I’m very proud of the production of Sour Lips, even though we had some difficulties in casting because we couldn’t find a perfect actor for one of our key roles due to our mindset of perfection. But I am very grateful to my team and myself for supporting each other, and I finally found our ideal match! I had a lot of fun and the process, and it makes me always think casting sometimes is very much like dating!
Furthermore, I helped my favorite New York handbag designer friend create a series of handbag videos this summer, which made me realize how powerful storytelling can be in advertising.
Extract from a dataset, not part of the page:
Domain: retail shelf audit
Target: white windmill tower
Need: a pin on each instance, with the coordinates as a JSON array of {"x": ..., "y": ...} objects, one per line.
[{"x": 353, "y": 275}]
My creative process always aims at balancing artistic value with commercial value, and I believe that a good story and high artistic value can nourish each other.
My pride and joy will always be making films and telling stories, which I have always been passionate about and good at.
If you had a friend visiting you, what are some of the local spots you’d want to take them around to?
New York City is definitely not easy to explore in one week (Haha! ), which is why I love it so much because it offers so much variety and options. However, New York’s most fascinating aspects will always be its people, diversity, and freedom. Take the train from the beginning to the end. There will be a variety of neighborhoods, and communities, with a variety of residences to see. There will be people dancing and playing music when the train is running, and there will be so many beautiful people with beautiful outfits coming and going. There is a beauty to this city that has to do with the way people, cultures, and communities live together in harmony, accepting each other and embracing each other. As I enjoy all parts of New York, I don’t think there is a need to recommend specific spots since everyone will create their own itinerary. Whatever your interests, NYC has it and, most importantly, will make you proud to have them.
Who else deserves some credit and recognition?
I will always be grateful to my family for their support. Their love and respect have taught me to persevere in sincerity and love. Likewise, I am grateful to New York for allowing me to discover a more freeing way of life. I would also like to thank my advisor, Tom Kalin, at Columbia University. Who inspired me to be proud of my special complexity and my unique journey in life. So I was able to discover stories that no one else had ever noticed and to create connections that no one had ever imagined – I created many intriguing short films and feature-length scripts in this way.
Lastly, as a woman and as a minority, I want to thank myself for being proud of who I am. While walking in different parts of the world, I am thankful that I never gave up and still have a strong passion for art and storytelling.